Echte Kerle werden tatsächlich leichter krank. Das sagen Wissenschaftler zum Thema „Männerschnupfen“. Was Hormone damit zu tun haben
„Männer haben’s schwer, nehmen’s leicht“, sang Herbert Grönemeyer in den Achtzigerjahren und landete damit einen großen Hit. Doch viele Frauen, die einen Mann mit drohender Erkältung zu Hause haben, erleben eher einen Jammerlappen als einen starken Kerl – sagen sie zumindest. So hält sich hartnäckig das Klischee vom Mann, der bei einer kribbeligen Nase und leichtem Halskratzen umgehend schwere Qualen erleidet. So manche Frau möchte da genervt umdichten: „Männer haben’s leicht, nehmen’s trotzdem schwer.“
Doch während sich die männliche Furcht vor kleinsten Erkältungen in jedem Herbst als vergnügliches Small-Talk-Thema eignet, bleiben die Ursachen für den sogenannten „Männerschnupfen“ungeklärt. Könnte am Klischee wissenschaftlich etwas dran sein? Werden Män- ner tatsächlich leichter oder stärker von Erkältungs- und Grippeviren angegriffen als Frauen? Wer solchen Fragen nachgeht, landet früher oder später bei Beatrix Grubeck-Loebenstein. Die Immunologin von der Universität Innsbruck untersucht seit langem, wie sich die Immunsysteme von Frauen und Männern unterscheiden. Ihre Ergebnisse geben all jenen Männern Hoffnung, die sich in ihrer Angst vor Schnupfen und Fieber von der Frauenwelt nicht ernstgenommen fühlen.
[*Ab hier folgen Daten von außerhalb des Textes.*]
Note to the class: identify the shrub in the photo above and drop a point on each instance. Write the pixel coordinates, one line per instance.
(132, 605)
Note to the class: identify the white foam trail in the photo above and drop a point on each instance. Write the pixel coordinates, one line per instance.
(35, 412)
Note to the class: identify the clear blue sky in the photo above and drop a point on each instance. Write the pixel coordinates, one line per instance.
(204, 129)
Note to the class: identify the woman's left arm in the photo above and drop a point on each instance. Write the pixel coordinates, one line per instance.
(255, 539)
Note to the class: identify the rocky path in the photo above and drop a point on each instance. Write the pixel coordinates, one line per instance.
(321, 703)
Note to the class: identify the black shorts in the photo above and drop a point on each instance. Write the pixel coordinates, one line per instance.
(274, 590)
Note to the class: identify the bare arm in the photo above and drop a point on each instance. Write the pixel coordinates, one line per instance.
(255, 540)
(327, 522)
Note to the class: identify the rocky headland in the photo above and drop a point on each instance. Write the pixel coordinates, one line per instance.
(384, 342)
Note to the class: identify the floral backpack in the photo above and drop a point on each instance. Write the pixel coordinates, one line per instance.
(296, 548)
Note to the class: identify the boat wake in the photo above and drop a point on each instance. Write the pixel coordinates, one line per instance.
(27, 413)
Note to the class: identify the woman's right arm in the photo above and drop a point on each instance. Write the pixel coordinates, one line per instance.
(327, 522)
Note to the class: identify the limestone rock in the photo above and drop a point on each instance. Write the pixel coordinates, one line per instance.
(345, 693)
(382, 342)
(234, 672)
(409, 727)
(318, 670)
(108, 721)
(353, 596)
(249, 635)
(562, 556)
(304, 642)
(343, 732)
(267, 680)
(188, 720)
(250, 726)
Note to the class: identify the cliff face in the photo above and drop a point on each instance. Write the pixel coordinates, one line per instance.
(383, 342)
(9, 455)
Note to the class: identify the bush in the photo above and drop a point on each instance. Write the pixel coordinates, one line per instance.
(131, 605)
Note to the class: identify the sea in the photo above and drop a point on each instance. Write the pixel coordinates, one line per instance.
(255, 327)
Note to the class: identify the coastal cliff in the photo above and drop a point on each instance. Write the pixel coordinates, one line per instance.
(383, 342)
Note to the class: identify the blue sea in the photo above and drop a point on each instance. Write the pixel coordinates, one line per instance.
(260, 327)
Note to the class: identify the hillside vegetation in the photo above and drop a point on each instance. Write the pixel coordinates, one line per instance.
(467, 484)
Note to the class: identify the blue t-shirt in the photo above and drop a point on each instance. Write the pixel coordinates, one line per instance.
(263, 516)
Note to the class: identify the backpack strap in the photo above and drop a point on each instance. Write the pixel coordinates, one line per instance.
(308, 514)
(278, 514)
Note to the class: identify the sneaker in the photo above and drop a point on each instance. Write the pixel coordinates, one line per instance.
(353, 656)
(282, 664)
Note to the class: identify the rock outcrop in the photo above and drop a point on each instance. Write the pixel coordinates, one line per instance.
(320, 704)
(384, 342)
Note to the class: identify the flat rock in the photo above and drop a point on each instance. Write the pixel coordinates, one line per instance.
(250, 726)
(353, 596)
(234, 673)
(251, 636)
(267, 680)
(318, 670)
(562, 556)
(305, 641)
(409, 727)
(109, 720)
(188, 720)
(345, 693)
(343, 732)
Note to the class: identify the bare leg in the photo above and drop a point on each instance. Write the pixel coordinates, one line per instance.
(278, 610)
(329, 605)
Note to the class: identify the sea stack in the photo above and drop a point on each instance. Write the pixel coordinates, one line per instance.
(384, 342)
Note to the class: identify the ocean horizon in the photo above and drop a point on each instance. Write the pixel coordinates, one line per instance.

„Grob vereinfacht lässt sich feststellen, dass Männer durch die Unterschiede in der Immunantwort häufiger krank werden können als Frauen“, sagt Grubeck-Loebenstein anlässlich des Internationalen Männertags am 19. November, bei dem es unter anderem um die Gesundheit von Männern geht. Um die Schwäche des starken Geschlechts zu verstehen, muss man in die Tiefen des menschlichen Immunsystems eintauchen. Dringen Krankheitserreger in den Körper ein, werden sie durch körpereigene Immunzellen bekämpft. Es gibt grundsätzlich zwei Arten dieser Helfer in der Not: spezifische und unspezifische Immunzellen. Erstere sind nur gegen ganz bestimmte Krankheitserreger wirksam – sie sind quasi die Experten auf ihrem Gebiet. Müssen zum Beispiel Grippeviren bekämpft werden, kommen andere spezifische Immunzellen zum Tragen als bei einer Herpesinfektion. Auf diese Weise kann sich der Mensch gegen eine Vielzahl von Viren, Bakterien oder Parasiten zur Wehr setzen.
Doch die Vielfalt der spezifischen Immunzellen hat einen Haken: Von diesen Experten gibt es im Körper jeweils nur eine geringe Menge. Um eindringende Krankheitserreger tatsächlich besiegen zu können, müssen sie sich millionenfach vermehren. Und genau hier kommt der Unterschied zwischen Frauen und Männern zum Tragen. Während das weibliche Hormon Östrogen die Vermehrung der spezifischen Immunzellen unterstützt, wirkt sich das männliche Hormon Testosteron genau gegenteilig aus.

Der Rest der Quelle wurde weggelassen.